Und nun? Was kommt als nächstes?
(Peaches verzieht den Mund und hebt die Schultern) Keine Ahnung.
Wie weit planst du überhaupt im Voraus?
Gar nicht. Die Dinge entstehen einfach. Weißt du, ich bin zur Universität gegangen und habe Regie studiert. Dann dachte ich aber, ich will gar nicht mit Schauspielern arbeiten.
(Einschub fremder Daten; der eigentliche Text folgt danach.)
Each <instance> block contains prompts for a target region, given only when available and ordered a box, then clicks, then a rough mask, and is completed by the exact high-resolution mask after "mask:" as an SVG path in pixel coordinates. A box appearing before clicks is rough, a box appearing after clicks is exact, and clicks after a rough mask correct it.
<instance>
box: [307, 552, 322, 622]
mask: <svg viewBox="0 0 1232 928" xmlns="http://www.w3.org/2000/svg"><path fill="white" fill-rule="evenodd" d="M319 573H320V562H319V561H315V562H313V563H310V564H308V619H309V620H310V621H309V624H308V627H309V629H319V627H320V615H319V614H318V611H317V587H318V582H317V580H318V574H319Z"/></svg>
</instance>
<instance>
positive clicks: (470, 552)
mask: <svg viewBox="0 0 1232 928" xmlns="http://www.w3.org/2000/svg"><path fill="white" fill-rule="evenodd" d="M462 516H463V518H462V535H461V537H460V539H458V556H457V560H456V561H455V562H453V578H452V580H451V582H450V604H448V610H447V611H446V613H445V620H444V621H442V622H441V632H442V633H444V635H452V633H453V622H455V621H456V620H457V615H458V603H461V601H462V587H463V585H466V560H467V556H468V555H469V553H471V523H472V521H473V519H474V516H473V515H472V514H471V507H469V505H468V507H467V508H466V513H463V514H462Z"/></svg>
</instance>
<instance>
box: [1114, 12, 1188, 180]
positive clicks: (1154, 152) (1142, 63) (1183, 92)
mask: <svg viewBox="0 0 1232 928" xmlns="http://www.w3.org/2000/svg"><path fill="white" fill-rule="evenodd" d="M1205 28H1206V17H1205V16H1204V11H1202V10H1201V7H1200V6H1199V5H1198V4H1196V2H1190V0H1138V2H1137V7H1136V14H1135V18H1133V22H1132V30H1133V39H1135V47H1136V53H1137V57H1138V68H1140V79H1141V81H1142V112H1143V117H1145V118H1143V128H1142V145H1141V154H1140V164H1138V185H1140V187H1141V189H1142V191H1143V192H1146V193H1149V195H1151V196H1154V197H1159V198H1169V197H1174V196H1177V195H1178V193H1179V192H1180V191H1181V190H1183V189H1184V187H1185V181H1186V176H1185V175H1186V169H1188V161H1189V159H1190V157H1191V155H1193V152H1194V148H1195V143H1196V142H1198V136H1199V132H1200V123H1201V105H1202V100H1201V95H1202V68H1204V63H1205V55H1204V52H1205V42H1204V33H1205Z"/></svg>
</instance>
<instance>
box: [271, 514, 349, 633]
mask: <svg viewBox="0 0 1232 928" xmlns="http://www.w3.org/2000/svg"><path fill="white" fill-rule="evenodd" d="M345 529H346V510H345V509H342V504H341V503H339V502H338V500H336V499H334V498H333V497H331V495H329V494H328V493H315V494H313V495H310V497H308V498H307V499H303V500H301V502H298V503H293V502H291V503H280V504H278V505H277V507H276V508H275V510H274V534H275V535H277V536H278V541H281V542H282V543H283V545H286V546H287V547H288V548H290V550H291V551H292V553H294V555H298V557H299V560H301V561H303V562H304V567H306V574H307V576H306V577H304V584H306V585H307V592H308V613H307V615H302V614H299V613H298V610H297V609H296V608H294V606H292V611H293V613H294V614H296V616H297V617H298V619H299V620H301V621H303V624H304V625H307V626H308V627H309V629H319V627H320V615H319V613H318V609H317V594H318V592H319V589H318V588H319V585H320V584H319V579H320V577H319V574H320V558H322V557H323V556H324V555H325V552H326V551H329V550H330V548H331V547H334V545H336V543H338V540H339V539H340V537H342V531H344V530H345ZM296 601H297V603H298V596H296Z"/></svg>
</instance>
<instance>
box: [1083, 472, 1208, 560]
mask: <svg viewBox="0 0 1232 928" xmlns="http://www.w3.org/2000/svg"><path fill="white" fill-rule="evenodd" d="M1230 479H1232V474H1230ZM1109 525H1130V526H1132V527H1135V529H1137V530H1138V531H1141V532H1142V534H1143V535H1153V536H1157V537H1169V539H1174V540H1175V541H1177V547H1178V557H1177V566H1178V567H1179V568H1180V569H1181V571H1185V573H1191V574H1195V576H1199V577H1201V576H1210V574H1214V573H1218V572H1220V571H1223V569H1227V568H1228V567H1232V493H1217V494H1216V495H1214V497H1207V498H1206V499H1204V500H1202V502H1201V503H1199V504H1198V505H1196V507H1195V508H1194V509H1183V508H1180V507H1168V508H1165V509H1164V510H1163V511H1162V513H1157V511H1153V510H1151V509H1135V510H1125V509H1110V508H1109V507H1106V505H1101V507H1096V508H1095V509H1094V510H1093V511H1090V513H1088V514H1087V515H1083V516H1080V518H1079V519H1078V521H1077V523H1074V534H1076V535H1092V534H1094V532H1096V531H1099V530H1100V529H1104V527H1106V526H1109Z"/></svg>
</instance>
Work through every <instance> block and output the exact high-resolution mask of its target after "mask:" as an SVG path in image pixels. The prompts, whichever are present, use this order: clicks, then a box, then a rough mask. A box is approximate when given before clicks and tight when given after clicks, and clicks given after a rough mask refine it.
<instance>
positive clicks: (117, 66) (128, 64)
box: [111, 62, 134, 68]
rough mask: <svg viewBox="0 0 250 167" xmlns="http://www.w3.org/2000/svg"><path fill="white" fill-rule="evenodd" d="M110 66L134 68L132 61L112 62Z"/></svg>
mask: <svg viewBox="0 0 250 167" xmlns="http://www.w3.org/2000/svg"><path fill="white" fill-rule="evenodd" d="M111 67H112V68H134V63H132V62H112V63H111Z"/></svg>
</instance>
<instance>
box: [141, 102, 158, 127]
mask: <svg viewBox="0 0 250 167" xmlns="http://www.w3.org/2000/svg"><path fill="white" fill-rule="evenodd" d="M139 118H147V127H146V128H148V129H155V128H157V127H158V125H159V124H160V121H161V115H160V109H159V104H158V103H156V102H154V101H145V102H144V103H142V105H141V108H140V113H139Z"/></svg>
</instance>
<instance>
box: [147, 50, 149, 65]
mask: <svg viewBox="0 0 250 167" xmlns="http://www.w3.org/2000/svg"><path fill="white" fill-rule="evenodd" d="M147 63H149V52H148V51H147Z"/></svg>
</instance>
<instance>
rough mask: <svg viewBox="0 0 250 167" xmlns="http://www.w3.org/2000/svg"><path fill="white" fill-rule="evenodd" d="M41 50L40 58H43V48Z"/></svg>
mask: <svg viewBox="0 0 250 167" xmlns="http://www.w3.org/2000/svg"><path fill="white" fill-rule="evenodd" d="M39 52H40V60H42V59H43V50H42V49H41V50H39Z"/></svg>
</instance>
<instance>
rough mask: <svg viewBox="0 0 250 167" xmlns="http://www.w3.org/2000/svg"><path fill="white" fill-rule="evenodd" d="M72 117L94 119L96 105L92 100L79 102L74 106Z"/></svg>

Also habe ich mich Richtung Musik orientiert, weil ich dachte, da kann ich Schauspielerin, Regisseurin, Performerin, alles sein. Bei dieser Produktion kann ich jetzt all das wieder zusammen bringen. Es ist der absolute Wahnsinn. Ich glaube, die Leute sind ein wenig irritiert, dass sie sitzen müssen. Viele finden es komisch, bei einer Peaches Show zu sitzen. Aber es gibt so viel zu sehen, ich möchte, dass die Leute wirklich hin gucken. Wenn wir alle Sitze raus genommen hätten, würden die Leute auf die Bühne springen. Das wäre ein Alptraum! Am Ende würde noch jemand durch die Falltür fallen. Erfordert ein bisschen Anpassung für die Hardcore-Fans. Aber ist es nicht toll? Meine Musik trägt eine ganze Show. Ich habe das Ganze geschrieben, die Regie funktioniert, ich stehe selbst auf der Bühne… diese vielen Ebenen! Dann geht es auch noch um mich, um meine Weltanschauung. Es fühlt sich an, wie zu Hause angekommen zu sein. Und das ist einfach großartig.
So schnell wie sie gekommen ist, so schnell ist Peaches wieder entschwunden. Sie bedankt sich für das Gespräch und flattert zur Tür hinaus, wie ein Schmetterling. Wir freuen uns auf die nächsten zehn Jahre, Peaches!